Indexing and PSI Stubs in IntelliJ IDEA

Skip to end of metadata
Go to start of metadata

Introduction

IntelliJ IDEA's indexing framework provides a quick way to locate certain elements (for example, files containing a certain word or methods with a particular name) in large code bases. Plugin developers can use the existing indexes built by IntelliJ IDEA itself, as well as build and use their own indexes.

IntelliJ IDEA supports two main types of indexes: file-based indexes and stub indexes. File-based indexes are built directly over the content of files, and stub indexes are built over serialized stub trees. A stub tree for a source file is a subset of its PSI tree which contains only externally visible declarations and is serialized in a compact binary format. Querying a file-based index gets you the set of files matching a certain condition, and querying a stub index gets you the set of matching PSI elements. Therefore, custom language plugin developers should typically use stub indexes in their plugin implementations.

File-based Indexes

File-based indexes in IntelliJ IDEA are based on a map/reduce architecture. Each index has a certain type of key and a certain type of value. The key is what's later used to retrieve data from the index; for example, in the word index the key is the word itself. The value is arbitrary data which is associated with the key in the index; for example, in the word index the value is a mask indicating in which context the word occurs (code, string literal or comment). In the simplest case (when we only need to know in what files some data occurs), the value has type Void and is not stored in the index.

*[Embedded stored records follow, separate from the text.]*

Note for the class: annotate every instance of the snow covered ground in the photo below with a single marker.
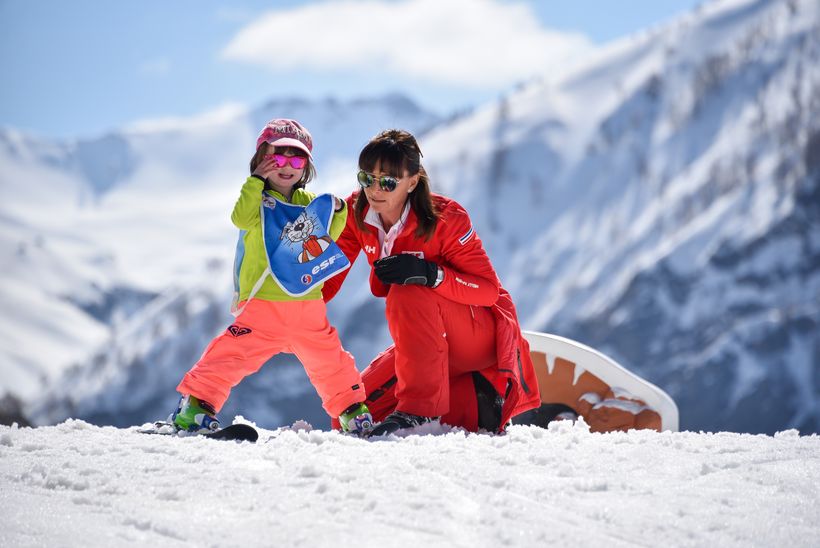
(75, 484)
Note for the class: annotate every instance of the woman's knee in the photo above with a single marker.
(412, 296)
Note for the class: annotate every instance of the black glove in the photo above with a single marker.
(406, 269)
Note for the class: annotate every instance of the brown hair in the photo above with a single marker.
(397, 151)
(307, 176)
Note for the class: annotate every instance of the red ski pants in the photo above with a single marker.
(266, 328)
(438, 343)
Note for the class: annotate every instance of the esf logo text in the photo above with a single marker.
(326, 263)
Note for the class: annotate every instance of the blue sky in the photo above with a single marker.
(84, 67)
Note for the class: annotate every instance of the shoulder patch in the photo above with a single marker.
(466, 238)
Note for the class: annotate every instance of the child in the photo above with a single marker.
(272, 320)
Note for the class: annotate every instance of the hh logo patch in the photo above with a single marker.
(237, 331)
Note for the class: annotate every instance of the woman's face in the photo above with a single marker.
(389, 204)
(277, 166)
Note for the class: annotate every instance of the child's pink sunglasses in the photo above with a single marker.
(280, 160)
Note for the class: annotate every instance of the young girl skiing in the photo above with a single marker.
(272, 320)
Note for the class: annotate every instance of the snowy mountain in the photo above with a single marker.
(75, 484)
(661, 203)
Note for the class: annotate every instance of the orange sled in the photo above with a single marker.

When the index implementation indexes a file, it receives the content of a file and returns a map from the keys found in the file to the associated values. When the index is accessed, you specify the key that you're interested in and get back the list of files in which the key occurs and the value associated with each file.

Implementing a File-based Index

A fairly simple file-based index implementation is the UI Designer bound forms index. You can refer to it as an example to understand this discussion better.

Each specific index implementation is a class extending FileBasedIndexExtension, registered in the <fileBasedIndex> extension point. The implementation contains of the following main parts:

  • getIndexer() returns the indexer class, which is responsible for actually building a set of key/value pairs based on the file content.
  • getKeyDescriptor() returns the key descriptor, which is responsible for comparing the keys and storing them in a serialized binary format. Probably the most commonly used KeyDescriptor implementation is EnumeratorStringDescriptor implementation, designed for storing identifiers in an efficient way.
  • getValueExternalizer() returns the value serializer, which takes care of storing values in a serialized binary format.
  • getInputFilter() allows to restrict the indexing only to a certain set of files.
  • getVersion() returns the version of the index implementation. The index is automatically rebuilt if the current version differs from the version of the index implementation used to build the index.

If you don't need to associate any value with the files (i.e. your value type is Void), you can simplify the implementation by using ScalarIndexExtension as the base class.

Note that the data returned by DataIndexer.map() must depend only on input data passed to the method, and must not depend on any external files. Otherwise your index will not be correctly updated when the external data changes, and you will have stale data in your index.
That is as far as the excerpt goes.